The Indian banking industry was rocked in January 2018, when it was found the two celebrity jewellers defrauded PNB of nearly Rs 13,000 crore through fake letters of credit. According to the RBI data, in 2018-19, frauds worth Rs 71,500 crore were detected, mostly in PSBs.
In 2019, one of the largest co-operative banks — Punjab and Maharashtra Co-operative (PMC) Bank — was found to have hoodwinked everyone, by giving more than 70 per cent of its loan to a real estate group, which later defaulted.
Crystal gazing into the next decade
If the Financial Resolution and Deposit Insurance (FRDI) Bill — withdrawn in 2017 — becomes operational in the coming years, this would pose new challenges for the banking system.
According to Ananda Bhoumik, managing director of India Ratings and Research, with the FRDI Bill, that will have a bankruptcy rule set for banks and financial institutions, the perceived notion that government-owned banks being safest because of implied government guarantee would be impacted as the government will have no moral obligation to bail out a bank.
“Thereby, the financial profile of banks will become more important than a perceived government guarantee.
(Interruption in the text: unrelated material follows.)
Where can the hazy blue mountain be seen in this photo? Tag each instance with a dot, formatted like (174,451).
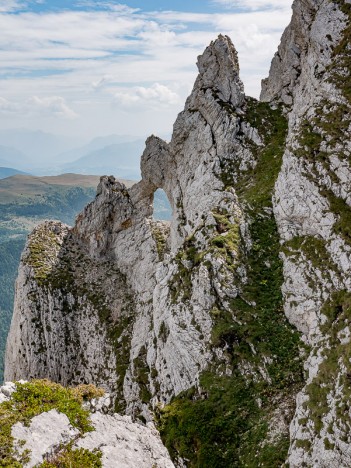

The liability pattern will change, and the preference would likely shift to safety in terms of numbers and the quality of services,” said Bhoumik.
The fight for efficiency, using technology for delivery of products will be a major differentiating factor and here, banks will likely face major challenges from the new age non-banking financial companies (NBFCs), as credit markets deepen and data analytics becomes more relevant. Banks that fail to adapt and differentiate will continue to lose their market share, and competition will increase manifold, forcing the merger of banks.
According to Parekh, the recovery and governance process has to be strengthened; otherwise the government, being the largest shareholder, will end up suffering.
“Somewhere there has to be a realisation that the RBI balance sheet should not be tinkered with,” said Parekh. So should be the case with LIC. Otherwise the government will end up holding the liabilities of the policy holders.
As for as NBFCs, only the performing and professionally managed NBFCs
should be supported, and the authorities should let non-performing NBFCs
“This may cause some pain to the system initially, but ultimately, it will be for good,” said Parekh.